Texto publicado en PopMadrid el 18 de noviembre de 2007
Resulta difícil lo de las pantallitas en los conciertos, creo que es un sistema al todavía le quedan varios años para que algo resulte inolvidable, ya que, o bien estas mezclas de vídeoarte y música resultan tediosas por la repetición o bien acaban siendo molestas por la falta de calidad.
Ayer en El Sol, con la sala a reventar, fue una de las veces en que más interesante me ha parecido este tipo de decoración para un concierto.

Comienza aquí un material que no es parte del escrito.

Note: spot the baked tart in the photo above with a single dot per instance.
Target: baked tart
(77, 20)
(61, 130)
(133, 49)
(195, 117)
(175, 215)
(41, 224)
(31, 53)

Y más siendo La Casa Azul el protagonista, que aunque Guille se mueva mucho, al final solamente es un señor con una máquina cantando a grito pelado, y si no hubiera estado muy bien pensado, hubiera sido un sonoro fracaso.
Salió Guille con cinco pantallas detrás, una para cada uno de los componentes del grupo, que, con sus esquijamas y cara de pocos amigos, tocaban sus instrumentos sobre un fondo negro. El efecto logrado recordaba por momentos a los fantásticos juegos barrocos de Bill Viola. La inteligencia estuvo en la variedad, en el saber espaciar las actuaciones de los cinco chavales, que si se hubieran paseado por el escenario demasiadas veces habría acabado siendo un rollo. Pero varió, con algunas proyecciones realmente de mérito, como las estupendas de Siempre brilla el sol o El momento más feliz, y solamente un par de ellas bastante baratas.
El concierto, como el que vi hace un par de años en el PlastidePop zaragozano, fue una perfecta comunión entre el público y Guille, que hasta aplaudía en sus deshilachados parlamentos entre canción y canción. Lo peor fue la versión de Love is in the air, que no me convenció nada, como tampoco la interpretación de alguna canción de los inicios, como Galletas, que se descubren flojas ante el apabullante repertorio de los dos últimos discos.